Reflecting upon the tempest with the Koch brothers, Florida State University System Chancellor Frank Brogan told a business group in June that university-donor agreements must be "pure as the driven snow."

Yet situations such as that involving Schmidtz and the would-be Mormon benefactor suggest that the UA's agreements are hardly so pristine.

A perusal of the school's gift-endowment agreement form, as well as its general guidelines and policies, did not reveal ironclad protocols governing contact between donors, university officials and faculty members such as Schmidtz. Attempts to obtain more information about any such rules from the UA Office of the Provost were unsuccessful at press time.

In an earlier email, however, Provost Jacqueline Lee Mok assured the Weekly that outside meddling in faculty decisions was not tolerated. "Although a donor might designate his or her gift to support a particular program or area of study," Mok wrote, "we would not permit a donor to make a hiring decision for the institution."

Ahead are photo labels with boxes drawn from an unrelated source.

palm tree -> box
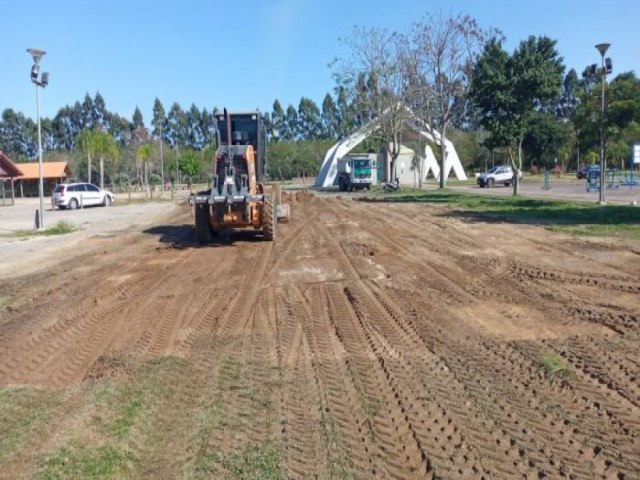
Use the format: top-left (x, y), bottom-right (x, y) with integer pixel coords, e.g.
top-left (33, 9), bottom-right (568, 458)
top-left (94, 132), bottom-right (120, 188)
top-left (76, 128), bottom-right (96, 182)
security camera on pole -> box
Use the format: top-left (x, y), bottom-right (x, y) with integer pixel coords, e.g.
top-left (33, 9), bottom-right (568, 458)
top-left (591, 43), bottom-right (612, 205)
top-left (27, 48), bottom-right (49, 230)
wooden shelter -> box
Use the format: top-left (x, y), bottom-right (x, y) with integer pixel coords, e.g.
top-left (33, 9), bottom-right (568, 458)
top-left (18, 162), bottom-right (72, 197)
top-left (0, 151), bottom-right (22, 206)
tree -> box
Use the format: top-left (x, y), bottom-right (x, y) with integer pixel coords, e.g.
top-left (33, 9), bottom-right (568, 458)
top-left (151, 97), bottom-right (167, 137)
top-left (136, 143), bottom-right (156, 190)
top-left (408, 14), bottom-right (496, 188)
top-left (166, 102), bottom-right (188, 147)
top-left (269, 98), bottom-right (286, 142)
top-left (94, 132), bottom-right (120, 188)
top-left (320, 93), bottom-right (339, 140)
top-left (0, 108), bottom-right (38, 159)
top-left (131, 105), bottom-right (144, 130)
top-left (334, 27), bottom-right (411, 182)
top-left (470, 37), bottom-right (564, 195)
top-left (282, 104), bottom-right (298, 140)
top-left (180, 150), bottom-right (203, 177)
top-left (185, 103), bottom-right (204, 150)
top-left (76, 128), bottom-right (97, 182)
top-left (298, 97), bottom-right (321, 140)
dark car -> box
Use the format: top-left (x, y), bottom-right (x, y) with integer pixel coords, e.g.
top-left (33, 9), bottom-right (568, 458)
top-left (576, 165), bottom-right (600, 180)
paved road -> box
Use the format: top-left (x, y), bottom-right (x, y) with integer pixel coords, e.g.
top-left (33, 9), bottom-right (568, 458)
top-left (0, 198), bottom-right (183, 277)
top-left (444, 178), bottom-right (640, 205)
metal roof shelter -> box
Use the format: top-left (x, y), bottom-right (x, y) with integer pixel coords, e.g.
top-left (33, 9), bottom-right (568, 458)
top-left (0, 151), bottom-right (22, 205)
top-left (314, 107), bottom-right (467, 188)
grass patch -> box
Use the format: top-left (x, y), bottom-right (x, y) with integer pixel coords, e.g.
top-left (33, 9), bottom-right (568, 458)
top-left (34, 444), bottom-right (137, 480)
top-left (321, 410), bottom-right (357, 480)
top-left (195, 440), bottom-right (286, 480)
top-left (16, 220), bottom-right (78, 237)
top-left (0, 297), bottom-right (11, 314)
top-left (0, 387), bottom-right (57, 465)
top-left (362, 189), bottom-right (640, 237)
top-left (540, 355), bottom-right (576, 380)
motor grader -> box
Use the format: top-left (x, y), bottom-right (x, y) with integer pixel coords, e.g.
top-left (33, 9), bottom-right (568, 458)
top-left (192, 109), bottom-right (288, 244)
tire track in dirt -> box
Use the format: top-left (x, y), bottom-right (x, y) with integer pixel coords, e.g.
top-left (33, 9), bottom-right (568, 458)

Still, given the confidential nature of such arrangements, it's often impossible to even determine who these donors are. Gifts to the school are funneled through the University of Arizona Foundation, a private, nonprofit corporation which receives a percentage of the donations for its work, and is apparently not subject to public-records laws.

According to spokeswoman Stephanie Balzer, the foundation doesn't provide information about donors—including the mysterious Mormon bishop who tried to strong-arm David Schmidtz. But she says her organization does adhere to industry standards, as well as rules set forth by the Internal Revenue Service and the university itself. "Those are the rules of transparency that we follow. We follow the laws and the tax code. We are doing what's asked of us, and we comply with the law in that regard."

Balzer says any decision to publicize a gift—such as funds to erect a new building or endow a faculty position—lies solely with the donor. Some might choose go public, making their gift an example to others.

Other donors prefer flying below the radar. "Some are very humble," Balzer says. "Some are very private." Others are concerned "that the more public they are about their philanthropy, the more requests they're going to get, because there's such a tremendous need."

Then there are those who might wish to have a hidden hand, such as the anonymous Mormon bishop who tried to torpedo the new Freedom Center hiring.

Although David Schmidtz had the integrity to stand firm, others might not.